One event that helps me contextualize National Day of Prayer every year is the annual Mayoral Prayer Breakfast in good ‘ole La Crosse, Wisconsin.  Every year, local pastors and ministers organize this morning event for the local Christian community to attend, along with the city mayor and representatives of the local police and fire department, in order to show our gratitude for the services they provide for the local community and pray for their protection and wisdom.  The tagline on this year’s poster reads “A Local Expression of the National Day of Prayer”.

Our lives are not lived nationally, but locally.  They’re lived next door to someone, along familiar streets, nearby schools, government buildings, businesses, medical clinics.  Though we all know this, it’s easy to lose sight of it in our wide-angle, big picture perceptions of “national”, so if I may, I would like to fill these abstractions with local details.  These local services come alive and make much more sense within the framework of story.

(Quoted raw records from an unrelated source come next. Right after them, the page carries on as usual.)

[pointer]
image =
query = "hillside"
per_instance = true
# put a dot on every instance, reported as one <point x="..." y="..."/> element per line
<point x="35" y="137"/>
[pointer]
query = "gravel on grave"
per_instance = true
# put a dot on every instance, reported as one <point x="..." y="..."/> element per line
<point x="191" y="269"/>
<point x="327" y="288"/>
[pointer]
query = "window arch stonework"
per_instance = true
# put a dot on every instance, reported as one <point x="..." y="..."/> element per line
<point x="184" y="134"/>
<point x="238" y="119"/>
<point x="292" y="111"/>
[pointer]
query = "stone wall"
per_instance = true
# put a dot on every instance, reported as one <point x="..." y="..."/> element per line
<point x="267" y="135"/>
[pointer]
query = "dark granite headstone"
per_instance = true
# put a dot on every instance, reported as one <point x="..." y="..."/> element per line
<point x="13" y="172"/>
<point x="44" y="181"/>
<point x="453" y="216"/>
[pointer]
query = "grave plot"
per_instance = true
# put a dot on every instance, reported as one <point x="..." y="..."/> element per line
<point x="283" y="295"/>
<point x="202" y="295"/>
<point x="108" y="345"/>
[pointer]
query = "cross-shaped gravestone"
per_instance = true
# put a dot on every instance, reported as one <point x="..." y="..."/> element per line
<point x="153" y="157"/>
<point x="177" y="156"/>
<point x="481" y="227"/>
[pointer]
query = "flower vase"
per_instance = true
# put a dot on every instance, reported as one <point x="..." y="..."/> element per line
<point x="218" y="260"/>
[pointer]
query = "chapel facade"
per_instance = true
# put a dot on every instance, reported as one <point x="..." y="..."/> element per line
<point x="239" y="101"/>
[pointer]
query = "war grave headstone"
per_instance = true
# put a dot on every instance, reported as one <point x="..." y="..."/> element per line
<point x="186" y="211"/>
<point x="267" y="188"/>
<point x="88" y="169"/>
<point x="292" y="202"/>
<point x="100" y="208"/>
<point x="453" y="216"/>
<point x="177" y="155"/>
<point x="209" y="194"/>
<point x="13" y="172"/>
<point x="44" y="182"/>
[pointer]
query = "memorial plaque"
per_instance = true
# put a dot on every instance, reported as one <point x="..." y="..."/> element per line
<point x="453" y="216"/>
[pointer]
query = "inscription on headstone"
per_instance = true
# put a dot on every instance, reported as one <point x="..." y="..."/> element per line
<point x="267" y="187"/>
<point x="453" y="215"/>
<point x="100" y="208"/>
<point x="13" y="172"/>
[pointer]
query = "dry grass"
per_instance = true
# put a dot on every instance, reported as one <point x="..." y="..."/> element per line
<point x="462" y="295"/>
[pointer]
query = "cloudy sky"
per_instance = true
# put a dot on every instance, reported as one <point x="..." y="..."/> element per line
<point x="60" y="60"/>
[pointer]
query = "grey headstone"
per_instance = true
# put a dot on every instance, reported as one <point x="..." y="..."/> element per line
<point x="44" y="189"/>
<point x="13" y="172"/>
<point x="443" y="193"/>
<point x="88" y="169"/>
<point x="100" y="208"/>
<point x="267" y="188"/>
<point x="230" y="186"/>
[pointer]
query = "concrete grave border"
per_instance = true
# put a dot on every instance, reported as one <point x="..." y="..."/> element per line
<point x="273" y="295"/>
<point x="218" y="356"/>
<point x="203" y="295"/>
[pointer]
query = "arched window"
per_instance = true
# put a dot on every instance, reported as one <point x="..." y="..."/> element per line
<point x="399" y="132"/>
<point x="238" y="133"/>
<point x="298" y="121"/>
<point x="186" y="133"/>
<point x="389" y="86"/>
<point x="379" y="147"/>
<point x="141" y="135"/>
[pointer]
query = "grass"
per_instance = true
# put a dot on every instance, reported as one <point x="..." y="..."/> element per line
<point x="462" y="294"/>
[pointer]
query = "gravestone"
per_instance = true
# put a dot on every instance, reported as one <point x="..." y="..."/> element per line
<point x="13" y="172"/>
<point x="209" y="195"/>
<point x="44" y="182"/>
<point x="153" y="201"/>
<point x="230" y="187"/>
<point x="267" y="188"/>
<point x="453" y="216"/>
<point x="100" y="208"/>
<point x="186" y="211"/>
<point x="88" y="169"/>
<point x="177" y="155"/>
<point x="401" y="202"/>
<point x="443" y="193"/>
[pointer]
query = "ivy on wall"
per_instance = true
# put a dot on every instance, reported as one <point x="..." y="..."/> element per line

I’m writing this while sitting in the library, a place for which I am so grateful.  From where I’m seated I can see homemade quilts hanging from the ceiling and second floor guardrails, pamphlets and programs for local educational activities, addiction agencies, local community volunteer opportunities, computer classes for the elderly.  Amongst student research projects on display in the lobby, the two I see are “Henry Ford: Mass Producing Cars & Mobilizing America” and “Woody Guthrie: Voice of the People”.  To the side is a bronze bust of Abraham Lincoln along with paintings and prints of the bluffs of our Coulee Region, the festive Oktoberfest grounds, steamboats at sunset on our mighty Mississipp’, Native Americans in tribal dress, stone cathedrals emerging from the morning mist.  And of course, countless books all around, opening our minds up to a world of information and imagination.

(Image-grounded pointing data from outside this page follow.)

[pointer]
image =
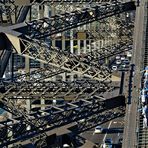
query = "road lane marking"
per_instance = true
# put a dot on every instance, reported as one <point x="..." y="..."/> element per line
<point x="107" y="128"/>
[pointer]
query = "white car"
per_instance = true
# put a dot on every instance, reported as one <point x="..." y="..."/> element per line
<point x="114" y="68"/>
<point x="117" y="57"/>
<point x="108" y="143"/>
<point x="98" y="130"/>
<point x="122" y="58"/>
<point x="129" y="54"/>
<point x="118" y="62"/>
<point x="66" y="146"/>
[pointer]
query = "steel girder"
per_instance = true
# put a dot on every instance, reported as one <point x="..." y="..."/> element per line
<point x="42" y="73"/>
<point x="77" y="128"/>
<point x="51" y="2"/>
<point x="55" y="57"/>
<point x="47" y="26"/>
<point x="25" y="127"/>
<point x="51" y="89"/>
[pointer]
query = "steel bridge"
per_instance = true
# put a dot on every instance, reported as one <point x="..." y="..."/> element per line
<point x="21" y="34"/>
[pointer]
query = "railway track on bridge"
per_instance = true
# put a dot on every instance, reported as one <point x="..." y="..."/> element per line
<point x="143" y="132"/>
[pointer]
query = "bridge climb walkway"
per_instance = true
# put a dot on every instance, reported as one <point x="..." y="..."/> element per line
<point x="132" y="116"/>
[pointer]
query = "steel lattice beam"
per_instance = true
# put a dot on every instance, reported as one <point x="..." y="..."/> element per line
<point x="89" y="123"/>
<point x="51" y="89"/>
<point x="55" y="57"/>
<point x="47" y="26"/>
<point x="51" y="2"/>
<point x="27" y="126"/>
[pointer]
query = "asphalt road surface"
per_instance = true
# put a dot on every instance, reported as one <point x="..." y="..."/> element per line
<point x="112" y="129"/>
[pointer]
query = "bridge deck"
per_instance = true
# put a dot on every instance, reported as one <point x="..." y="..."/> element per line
<point x="130" y="138"/>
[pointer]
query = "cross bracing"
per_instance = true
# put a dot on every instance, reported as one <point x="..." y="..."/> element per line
<point x="45" y="120"/>
<point x="51" y="89"/>
<point x="47" y="26"/>
<point x="89" y="123"/>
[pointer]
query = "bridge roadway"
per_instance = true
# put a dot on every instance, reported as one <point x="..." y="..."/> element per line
<point x="130" y="138"/>
<point x="28" y="126"/>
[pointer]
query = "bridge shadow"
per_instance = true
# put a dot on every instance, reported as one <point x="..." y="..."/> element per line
<point x="112" y="131"/>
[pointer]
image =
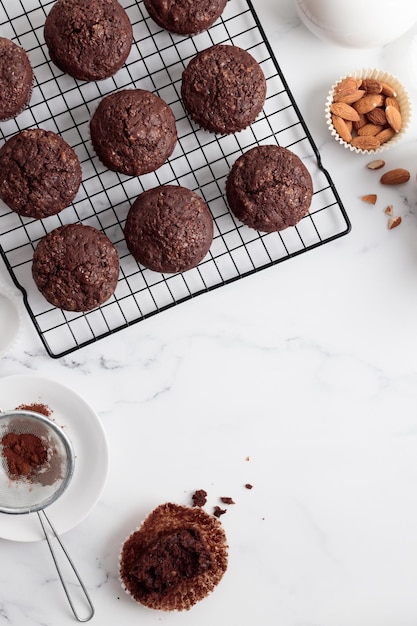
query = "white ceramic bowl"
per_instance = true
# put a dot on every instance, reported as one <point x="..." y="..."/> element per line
<point x="356" y="23"/>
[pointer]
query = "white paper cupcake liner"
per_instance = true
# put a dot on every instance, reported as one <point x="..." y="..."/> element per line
<point x="402" y="97"/>
<point x="10" y="319"/>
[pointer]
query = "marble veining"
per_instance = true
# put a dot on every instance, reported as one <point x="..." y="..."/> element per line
<point x="301" y="380"/>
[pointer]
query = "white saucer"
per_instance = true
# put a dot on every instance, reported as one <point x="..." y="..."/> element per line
<point x="87" y="435"/>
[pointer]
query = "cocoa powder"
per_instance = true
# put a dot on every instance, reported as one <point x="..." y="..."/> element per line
<point x="25" y="454"/>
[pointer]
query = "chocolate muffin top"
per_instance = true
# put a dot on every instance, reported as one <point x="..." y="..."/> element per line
<point x="175" y="559"/>
<point x="223" y="89"/>
<point x="185" y="17"/>
<point x="88" y="40"/>
<point x="76" y="267"/>
<point x="40" y="173"/>
<point x="269" y="188"/>
<point x="133" y="131"/>
<point x="169" y="229"/>
<point x="16" y="79"/>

I’ve seen everyone from the community enter and exit here: elderly couples gathering novels for their evenings, families with little kids picking up Dr. Seuss to nurture their young minds.  I met the city mayor here when he was still a candidate.  The homeless come in, looking for a place to go; job hunters come in to search the want ads and work on resumes.  A guy with an ankle bracelet just passed my table.  People with special needs and disabilities come in to read, research, play games, do activities, keep themselves busy.  Our public library is also occasionally a site for an assortment of seminars, various clubs, and Hunger Task Force.  And through it all are the librarians who are the gatekeepers of this world of information and imagination.

I’m thankful for the area police departments.  This morning I heard a “jumper” was talked down off the Cass Street Bridge by local police officers.  Last week they carefully investigated the tragic death of a young lady who accidently died under the influence.  Last night a local man was arrested with child pornography.  I know a number of these officers are involved with local church congregations and I pray God give them safety and wisdom as they serve the community.

I am so thankful for the Fire Department and the emergency services they provide.  I never see the emergency, but when I’m driving down Losey and Green Bay and the flashing lights, blaring horns, and screaming sirens clear the way for the Fire and Rescue trucks, I know time is standing terrifying still for someone out there and that help is on the way.  A year ago a neighbor of ours fell asleep and never woke up; I remember stepping away from the door so these emergency workers could step into the chaos and try to bring order or sense of clarity and continuity.  My Pastor-Dad did her funeral.

Many prayers were offered at the breakfast this morning.  One was delivered by a woman of the University of Wisconsin-La Crosse asking God to give strength and wisdom to the local educators who so enthusiastically spend their lives trying to shape our youth in ways that are not always clearly understood, but whose influence will be revealed in moments when those youth make the choices that will shape their and their community’s futures.  Another prayer was offered by a local priest who prayed that God’s love, wisdom, and image may be displayed in the creativity and productivity of local entrepreneurs, artists, and business leaders.

We live locally; when we pray, we pray locally.  The culture of God’s kingdom we try to cultivate in our daily witness only takes root in the local, where the people are; not in the national where idealizations abound.  The local is where God’s redemptive work plays out every day through the believers who prayerfully and gracefully give witness to it.  On this National Day of Prayer, I pray that you, dear believer, become a local expression of God at work in your neighborhood.  May his kingdom come, and his will be done in your local community as it is in heaven.